Acá la cosa se pone interesante porque el graffiti aparece como un síntoma más de la ciudad construida o reconstruida como negocio especulativo, y como una manera de resistirse y apropiarse de forma ilegal de un pedacito de ciudad. El graffiti construye una ciudad esotérica en la ciudad visible, un recorrido con significado para el que entiende los tags y los estilos, y por lo tanto entiende “de quién” es un barrio o una cuadra. No importa quién tiene la escritura, no registra el nombre del millonario que anduvo enriqueciéndose por ahí, porque el lugar es de los graffiteros que lo resignificaron.
De paso, esto explica que el graffiti sea internacional, porque prácticamente todas las ciudades de este planeta fueron reconstruidas en las últimas décadas de acuerdo a estos parámetros comerciales. De Martinelli da como ejemplo la catástrofe del cambio de código urbano en La Plata en 2010, cuando se le entregó efectivamente la ciudad a los especuladores. Como esos atorrantes se prepararon largamente para este negociado masivo, comenzaron a comprar casas en las zonas a liberar y las tapiaron. Ese mismo año, el Censo Nacional reveló el asombro de que una en cinco casas de la capital bonaerense estaba vacía. Una en cinco.
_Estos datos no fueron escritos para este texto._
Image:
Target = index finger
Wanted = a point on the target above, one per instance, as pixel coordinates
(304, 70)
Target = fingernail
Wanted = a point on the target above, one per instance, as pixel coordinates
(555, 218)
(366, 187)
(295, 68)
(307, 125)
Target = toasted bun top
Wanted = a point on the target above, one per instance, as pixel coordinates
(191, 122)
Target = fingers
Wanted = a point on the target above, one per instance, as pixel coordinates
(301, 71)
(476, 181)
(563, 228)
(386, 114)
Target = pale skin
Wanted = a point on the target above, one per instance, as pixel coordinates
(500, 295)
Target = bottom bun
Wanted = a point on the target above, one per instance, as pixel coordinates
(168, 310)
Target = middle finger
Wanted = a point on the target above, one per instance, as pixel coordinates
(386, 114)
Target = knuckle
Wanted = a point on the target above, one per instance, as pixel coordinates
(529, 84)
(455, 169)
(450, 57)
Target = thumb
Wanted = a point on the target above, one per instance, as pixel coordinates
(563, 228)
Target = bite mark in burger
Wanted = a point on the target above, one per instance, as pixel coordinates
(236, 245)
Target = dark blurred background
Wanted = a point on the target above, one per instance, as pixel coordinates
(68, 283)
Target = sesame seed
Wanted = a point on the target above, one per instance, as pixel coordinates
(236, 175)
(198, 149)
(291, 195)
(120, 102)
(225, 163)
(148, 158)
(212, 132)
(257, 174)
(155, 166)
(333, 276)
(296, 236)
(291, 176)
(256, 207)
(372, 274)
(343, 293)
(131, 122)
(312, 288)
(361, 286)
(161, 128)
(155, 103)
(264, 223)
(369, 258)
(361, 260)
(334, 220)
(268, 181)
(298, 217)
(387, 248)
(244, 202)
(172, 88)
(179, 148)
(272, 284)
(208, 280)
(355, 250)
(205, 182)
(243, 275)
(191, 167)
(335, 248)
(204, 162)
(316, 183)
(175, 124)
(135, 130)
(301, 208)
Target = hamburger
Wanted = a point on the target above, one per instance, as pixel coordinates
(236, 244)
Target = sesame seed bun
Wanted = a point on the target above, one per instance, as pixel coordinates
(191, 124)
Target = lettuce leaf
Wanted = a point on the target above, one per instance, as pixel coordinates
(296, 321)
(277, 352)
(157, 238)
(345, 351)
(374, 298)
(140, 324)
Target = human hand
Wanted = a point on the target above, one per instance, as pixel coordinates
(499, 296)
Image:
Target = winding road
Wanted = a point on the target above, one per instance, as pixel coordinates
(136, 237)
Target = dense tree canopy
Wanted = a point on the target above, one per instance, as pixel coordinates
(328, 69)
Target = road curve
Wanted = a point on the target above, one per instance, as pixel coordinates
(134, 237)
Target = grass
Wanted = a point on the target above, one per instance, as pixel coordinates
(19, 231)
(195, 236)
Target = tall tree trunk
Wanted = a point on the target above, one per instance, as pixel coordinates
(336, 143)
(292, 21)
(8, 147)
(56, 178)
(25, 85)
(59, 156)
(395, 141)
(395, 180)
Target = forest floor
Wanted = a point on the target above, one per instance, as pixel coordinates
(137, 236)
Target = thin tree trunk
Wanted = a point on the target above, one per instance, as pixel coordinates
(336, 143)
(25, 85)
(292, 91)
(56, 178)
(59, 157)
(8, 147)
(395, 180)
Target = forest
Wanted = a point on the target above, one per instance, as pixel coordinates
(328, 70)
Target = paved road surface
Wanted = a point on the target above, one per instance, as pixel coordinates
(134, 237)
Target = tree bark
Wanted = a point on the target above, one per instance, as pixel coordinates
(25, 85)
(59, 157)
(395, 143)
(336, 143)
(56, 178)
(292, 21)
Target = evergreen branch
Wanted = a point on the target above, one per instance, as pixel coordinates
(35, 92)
Esta hecatombe urbana fue completamente cubierta de graffitis, lo que puede crear una ilusión de espacio alegremente ocupado por los jóvenes, de anarquía y apropiación. Pero De Martinelli advierte que es en realidad un síntoma legible de que el poder en La Plata lo tienen las inmobiliarias, los especuladores. El espíritu municipal, macrista y bobo, de muchos vecinos hace que se indignen al ver la pintada, el tag, pero no la casa abandonada, lista a ser demolida para que alguno gane buenos dineros. Es una resignación mezclada con buscar chivos emisarios, buena receta para los que realmente gobiernan nuestras ciudades.
La crítica que se le puede hacer a la postura de De Martinelli es la de cierta idealización del graffiti y sus autores. Una cosa es ver los espacios muertos de un bajo autopista o de esos murallones abominables de hipermercado usados como atril, otra es ver casas patrimoniales arruinadas por las pintadas. Una cosa es el evidente intento de crear belleza o levantar el color en barrios estropeados, usando muros sucios como tela, otra es el “ataque” a la avenida Scalabrini Ortiz que la dejó vandalizada en unas diez cuadras. En el fondo, la cuestión es a quién está dirigida esta forma particular de protesta. Una cosa es pintar un shopping, otra las casas viejas de vecinos que no pueden limpiarlas de acuerdo a las reglas del arte. Lo que termina ocurriendo lo vimos todos: cuadras de edificios ensuciados y de Piedra París pintada para tapar la creatividad de los rebeldes.
Nada de esto, por supuesto, le baja la calidad a la discusión que abre De Martinelli con su buen libro. Es un libro que te permite hasta seguir enojándote con más entendimiento, con una percepción de los por qués que uno no tenía. Y eso se agradece.